ALERTE ROUGE A MADERE


PRIS  EN  OTAGES  PAR  LA  MER

Escale en marina rime avec sécurité et nuits sereines. Nous le pensions il y a trois jours encore…

Depuis samedi la mer et le vent se donnent la main pour créer un enfer. Des lames énormes se fracassent sur la digue de protection de la marina, rebondissent pour déferler à l’intérieur du port. La houle pénètre malicieusement par le chenal d’accès et s’engouffre jusqu’aux pontons. Des remous incessants et brutaux fouettent les catways1 sur lesquels les voiliers sont accostés. Les bateaux dansent, swinguent lourdement et tirent sur les amarres. La violence et la répétition incessante de ces mouvements saccadés entraînent la rupture des aussières2 qui raguent3 sur les pontons. Les pare-battages4, écrasés entre les coques et les catways, explosent.
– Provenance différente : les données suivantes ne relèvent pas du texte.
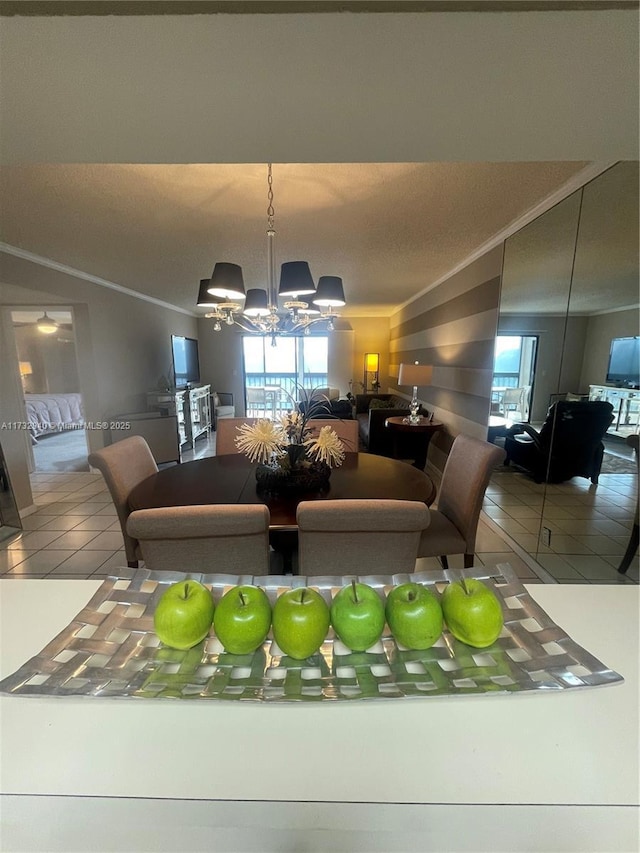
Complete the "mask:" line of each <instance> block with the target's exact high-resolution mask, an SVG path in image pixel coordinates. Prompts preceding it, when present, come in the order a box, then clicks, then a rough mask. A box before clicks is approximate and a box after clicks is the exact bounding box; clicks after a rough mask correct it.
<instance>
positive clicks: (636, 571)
mask: <svg viewBox="0 0 640 853" xmlns="http://www.w3.org/2000/svg"><path fill="white" fill-rule="evenodd" d="M638 233H639V228H638V163H637V162H624V163H618V164H616V165H615V166H613V167H612V168H610V169H609V170H607V171H606V172H604V173H603V174H601V175H600V176H598V177H597V178H595V179H594V180H593V181H591V182H590V183H589V184H587V185H586V186H585V187H584V188H583V189H581V190H579V191H578V192H576V193H574V194H573V195H571V196H569V197H568V198H567V199H565V200H564V201H563V202H561V203H560V204H559V205H556V207H554V208H553V209H551V210H549V211H548V212H547V213H545V214H543V215H542V216H541V217H539V218H538V219H537V220H536V221H535V222H533V223H531V224H530V225H528V226H527V227H526V228H524V229H522V231H520V232H519V233H518V234H516V235H514V236H513V237H512V238H510V239H509V240H507V241H506V243H505V258H504V269H503V282H502V295H501V306H500V318H499V334H509V335H512V336H514V335H527V334H529V335H535V336H537V340H538V356H537V360H536V364H535V370H534V383H533V384H534V393H533V395H532V401H531V412H530V422H531V427H533V428H535V429H538V430H539V429H540V427H541V425H542V423H543V422H544V419H545V415H546V412H547V409H548V407H549V405H550V404H551V403H553V402H555V401H558V400H561V401H563V405H566V404H565V403H564V401H569V403H574V404H575V403H577V404H578V405H580V406H582V405H592V403H591V402H590V401H607V402H610V403H611V405H612V406H613V414H614V418H613V421H612V423H611V425H610V426H609V428H608V432H606V433H604V429H606V426H605V427H603V440H602V441H600V440H598V442H597V444H598V447H599V448H604V456H603V457H602V460H603V461H602V469H601V473H599V475H598V472H596V474H595V478H590V477H589V476H570V477H569V479H566V478H565V479H563V480H562V482H559V483H557V484H556V483H538V484H537V483H535V481H534V478H533V477H531V476H529V475H527V474H523V473H522V470H520V474H519V475H518V479H517V480H513V479H511V481H510V482H508V480H507V481H505V479H504V478H503V479H500V477H501V476H502V475H499V476H498V479H497V481H496V482H497V483H499V486H498V490H497V492H496V494H497V497H496V502H498V499H499V492H500V490H502V489H504V491H505V492H506V493H507V496H508V497H509V500H508V501H505V506H504V507H501V508H500V510H499V511H496V514H495V515H496V519H497V523H499V524H501V525H502V526H503V527H504V529H505V531H506V532H507V533H508V534H509V535H510V536H511V537H512V538H513V539H515V541H516V542H517V543H518V544H519V545H520V546H521V547H522V548H523V549H524V551H526V552H528V553H529V554H531V555H533V556H534V557H535V558H536V560H537V561H538V563H539V565H541V566H542V567H543V568H545V569H546V570H547V571H548V572H549V573H550V574H551V575H552V576H553V578H555V579H557V580H559V581H560V582H574V581H582V582H585V580H586V581H589V580H595V581H598V580H599V581H600V582H602V581H603V580H606V581H614V580H616V579H618V578H620V577H621V576H620V575H618V574H617V571H616V569H617V566H618V563H619V562H620V560H621V558H622V554H623V553H624V549H625V547H626V542H627V541H628V536H629V531H630V529H631V527H632V524H633V514H634V511H635V506H636V501H637V497H636V495H637V463H636V462H635V461H634V460H633V458H632V455H631V454H630V452H629V450H628V449H627V446H626V444H625V442H624V437H625V435H628V434H629V433H630V432H631V433H632V434H633V433H637V432H638V431H639V430H640V427H639V425H638V423H639V420H640V390H638V389H636V388H633V387H630V385H632V384H637V383H634V382H633V380H631V381H629V382H627V383H625V385H624V387H622V388H621V387H615V384H614V383H613V382H612V381H611V379H612V373H611V370H610V367H609V358H610V348H611V342H612V340H614V339H616V338H622V337H627V338H628V337H634V336H638V335H639V329H638V319H639V314H638V307H639V306H638V281H639V268H638ZM572 234H573V236H572ZM572 268H573V269H572ZM631 375H633V371H631ZM579 411H581V412H584V411H586V408H585V409H580V410H579ZM554 434H555V430H554ZM498 441H500V439H498ZM552 447H553V445H552ZM564 452H565V453H566V450H565V451H564ZM510 467H513V466H510ZM596 467H597V466H596ZM594 470H595V469H594ZM612 472H613V474H614V476H613V477H612V476H611V474H612ZM505 477H507V475H506V474H505ZM539 479H544V477H542V478H539ZM592 479H595V480H596V482H597V485H596V484H594V483H593V482H592ZM507 504H508V505H507ZM499 516H502V517H504V521H502V520H501V518H499ZM633 571H634V570H633V569H632V570H630V572H629V573H628V574H627V575H626V576H625V579H623V580H626V578H631V579H632V580H633V579H634V578H635V580H636V582H637V565H636V567H635V575H634V574H633Z"/></svg>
Mine aperçu des déferlantes 

Durant la nuit de samedi à dimanche, c’est l’apothéose. Les équipages des voiliers dorment mal, se lèvent pour vérifier l’amarrage, le reprennent pour diminuer l’amplitude des mouvements. Au petit matin les traits tirés tous inspectent les catways avec inquiétude. Le ponton B sur lequel AlexMarie et Philéas sont amarrés a souffert ; il est décalé par rapport au ponton principal. Les raccords déjà fragiles à notre arrivée présentent des signes alarmants de faiblesse, voire de rupture. Le personnel de la marina consolide tant bien que mal l’infrastructure avec des sangles.
En fin d’après-midi, la situation ne s’est toujours pas arrangée, les mariniers  inquiets décident de déplacer les voiliers de notre flottille de l’autre côté de la marina, à l’opposé du chenal d’accès ; les pontons y sont moins exposés. Aucune place n’étant vacante, Atène, Black Niboune, Philéas puis AlexMarine s’amarrent à couple de bateaux occupant déjà les emplacements moins agités. Quel soulagement à bord, nous ne sommes plus ballotés dans tous les sens ! Nous apprécions ce confort retrouvé.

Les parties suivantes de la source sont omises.